ATL | Association of Teachers and Lecturers

2 min read Partner content

Careers advice and education is in desperate need of more funding and needs better support from employers, the general secretary of a leading teaching union will tell MPs.

ATL general secretary, Dr Mary Bousted, will this afternoon tell the Sub-Committee on Education, Skills and the Economy today that schools’ careers advice and education has been hit by a lack of funding.

Dr Bousted will attribute this to the Coalition Government’s abolition of the Connexions service in 2010, the lack of good quality apprenticeships, and the failure of employers to provide enough work experience places.

She will say: “In the gap left after the Coalition Government disbanded the Connexions service, careers advice has fragmented which has made it impossible for teachers to know where to turn to get good advice for young people.

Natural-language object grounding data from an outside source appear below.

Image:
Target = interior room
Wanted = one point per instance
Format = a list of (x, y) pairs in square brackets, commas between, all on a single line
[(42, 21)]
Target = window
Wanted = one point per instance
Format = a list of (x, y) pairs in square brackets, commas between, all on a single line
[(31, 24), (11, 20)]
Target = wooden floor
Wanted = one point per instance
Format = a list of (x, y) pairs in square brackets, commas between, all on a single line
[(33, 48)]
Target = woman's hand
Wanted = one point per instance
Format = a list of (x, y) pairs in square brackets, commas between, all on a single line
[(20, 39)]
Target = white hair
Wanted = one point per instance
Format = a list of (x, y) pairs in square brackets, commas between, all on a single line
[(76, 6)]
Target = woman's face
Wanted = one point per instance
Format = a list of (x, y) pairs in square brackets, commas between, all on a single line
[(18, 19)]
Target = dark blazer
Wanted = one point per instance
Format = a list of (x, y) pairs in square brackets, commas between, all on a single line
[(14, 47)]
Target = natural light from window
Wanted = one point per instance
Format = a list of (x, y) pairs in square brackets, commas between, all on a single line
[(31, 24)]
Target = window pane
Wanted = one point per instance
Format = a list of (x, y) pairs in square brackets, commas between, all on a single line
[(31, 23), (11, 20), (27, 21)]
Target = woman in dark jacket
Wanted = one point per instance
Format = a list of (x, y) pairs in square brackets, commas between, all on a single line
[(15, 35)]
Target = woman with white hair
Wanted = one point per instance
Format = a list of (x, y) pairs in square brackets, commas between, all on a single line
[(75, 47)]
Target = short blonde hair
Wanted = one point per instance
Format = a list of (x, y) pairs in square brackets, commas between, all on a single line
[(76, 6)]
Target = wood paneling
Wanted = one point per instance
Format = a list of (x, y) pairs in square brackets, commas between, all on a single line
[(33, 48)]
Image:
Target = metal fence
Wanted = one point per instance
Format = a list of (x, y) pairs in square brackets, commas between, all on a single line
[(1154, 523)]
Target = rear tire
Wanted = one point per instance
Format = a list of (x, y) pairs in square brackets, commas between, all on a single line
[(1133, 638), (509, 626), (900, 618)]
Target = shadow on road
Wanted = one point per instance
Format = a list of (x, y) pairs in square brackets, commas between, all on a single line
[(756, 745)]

“Teachers desperately want to be able to provide the best advice, but, although the Government made it a statutory requirement for schools to provide impartial careers education, information, advice and guidance (CEIAG), it has not provided funding for the specialists needed to coordinate this.

 “There are not enough apprenticeships available for young people, with only 6% of 16 to 18-year-olds on apprenticeships according to Ofsted’s 2013/14 annual report. 

“Many employers appear to prefer to recruit older existing employees onto apprenticeships – in 2014/15 only 25% of new apprenticeships went to those under 19 years old, while 48% were filled by existing staff. 

“And many of the apprenticeships are of poor quality, with Ofsted saying (in 2014/15) nearly half (49%) of those it inspected were inadequate or required improvement….

“Good careers advice and education should be embedded in all curriculum subject areas.  The Government should also fund schools so they can provide good careers using the benchmarks in the Gatbsy Good Careers Guidance Report of 2014.”

ATL has long been calling for funding for effective careers guidance - it was one of the key issues in ATL’s education manifesto,  Education matters: talk to us, and the focus of one of our pre-election debates: Funding effective careers guidance - is another ‘lost generation’ a price worth paying?.